A house on the edge of a cliff and the same house beside it destroyed.
The photo on the left, taken at the peak of Fiona, was shared worldwide and published in media outlets around the world. On the right was what remained when the storm died down. (Rene Roy/Wreckhouse Press, Malone Mullin/CBC)

The images of the Savery house are now famous: a blue bungalow with the basement torn out, teetering over the edge of a cliff. It's become a symbol of the wreckage from Fiona.

David Savery played junior hockey in Ontario from a young age. He went on the play university hockey for the Royal Military College in Kingston, which made his parents beam with pride. When the house was wrecked by massive waves and a powerful storm surge, the jerseys from David's hockey journey were among many treasured items swept out to sea.

The jerseys were found in hard shape, torn by moving debris and exposure to the elements, but Peggy Savery doesn't mind. Their home is gone, and they still don't have a permanent place to live. Having lost nearly everything in the storm, she was just happy to have some pieces of pleasant memories to hold onto.

"We lost everything. So everything that I'm surrounding myself with now is all new, and it doesn't feel like mine," she said. "So when I find something, or somebody finds something, that belongs to me, it's a feeling I can't even express.
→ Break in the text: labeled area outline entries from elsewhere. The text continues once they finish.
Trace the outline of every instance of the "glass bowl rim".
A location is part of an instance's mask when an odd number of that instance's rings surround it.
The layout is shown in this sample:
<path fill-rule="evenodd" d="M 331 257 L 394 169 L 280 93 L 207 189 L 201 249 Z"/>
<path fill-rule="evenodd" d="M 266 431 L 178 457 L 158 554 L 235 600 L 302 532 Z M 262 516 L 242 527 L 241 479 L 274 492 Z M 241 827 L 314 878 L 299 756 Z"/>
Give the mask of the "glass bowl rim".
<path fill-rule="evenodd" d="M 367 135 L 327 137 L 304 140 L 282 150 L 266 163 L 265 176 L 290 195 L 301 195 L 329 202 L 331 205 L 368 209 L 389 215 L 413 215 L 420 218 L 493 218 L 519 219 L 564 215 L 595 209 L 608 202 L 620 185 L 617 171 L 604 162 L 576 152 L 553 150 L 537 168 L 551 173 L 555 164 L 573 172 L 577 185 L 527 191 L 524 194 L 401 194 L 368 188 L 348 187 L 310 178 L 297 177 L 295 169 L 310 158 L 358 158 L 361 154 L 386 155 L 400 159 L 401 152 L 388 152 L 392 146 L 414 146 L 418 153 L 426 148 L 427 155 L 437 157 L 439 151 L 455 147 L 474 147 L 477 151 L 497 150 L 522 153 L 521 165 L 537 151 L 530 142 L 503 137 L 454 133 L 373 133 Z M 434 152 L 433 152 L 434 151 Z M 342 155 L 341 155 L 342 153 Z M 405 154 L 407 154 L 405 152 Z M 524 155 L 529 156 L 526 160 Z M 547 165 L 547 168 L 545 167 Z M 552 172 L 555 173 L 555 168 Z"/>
Because it's like a little piece of me that I'm getting back that I thought I'd never see again."

Picking through the rubble

Those feelings Savery describes are what motivates volunteers like Tammy Kettle to keep digging through the debris.

Kettle spends a few hours every week sifting through the wreckage, looking for anything that might belong to the people of Port aux Basques.

It started when her neighbour — Savery's nephew — decided to dive in the cove to see what he could find. Since then, Kettle has been on a mission to recover everything she can.

"It's just who I am," she said. "I just help in any way that I can. Especially when there's such turmoil going on."

Portait of Josh Savery standing beside his parents, Peggy and Lloyd.
Josh Savery, left, with his parents Peggy, centre, and Lloyd Savery went to live with relatives in Port aux Basques after the storm. (Waqas Chughtai/CBC News)

The most common thing she finds are family pictures that escaped from frames and photo albums when houses were struck by massive storm surges and swept toward the sea. Among the most precious items recovered was a box with an inscription on it. Kettle discovered it was the writing of a 73-year-old woman who was swept to sea and killed. She was able to return it to the woman's husband.

Her efforts are appreciated by everyone in town, Peggy Savery said.

"I really appreciate it and I know all the people who have things she's found really appreciate it. I mean, she's going above and beyond. I hate to see her wasting all her time. But I guess in her eyes it's not a waste of time."

It's not a waste of time, Kettle responded.

"I just feel guilty when I see her down there doing all that," said Savery. "But I certainly appreciate every time she sends me a picture and asks me if this is mine, because I still hold out hope that some little thing is going to show up and it will be something that means something again."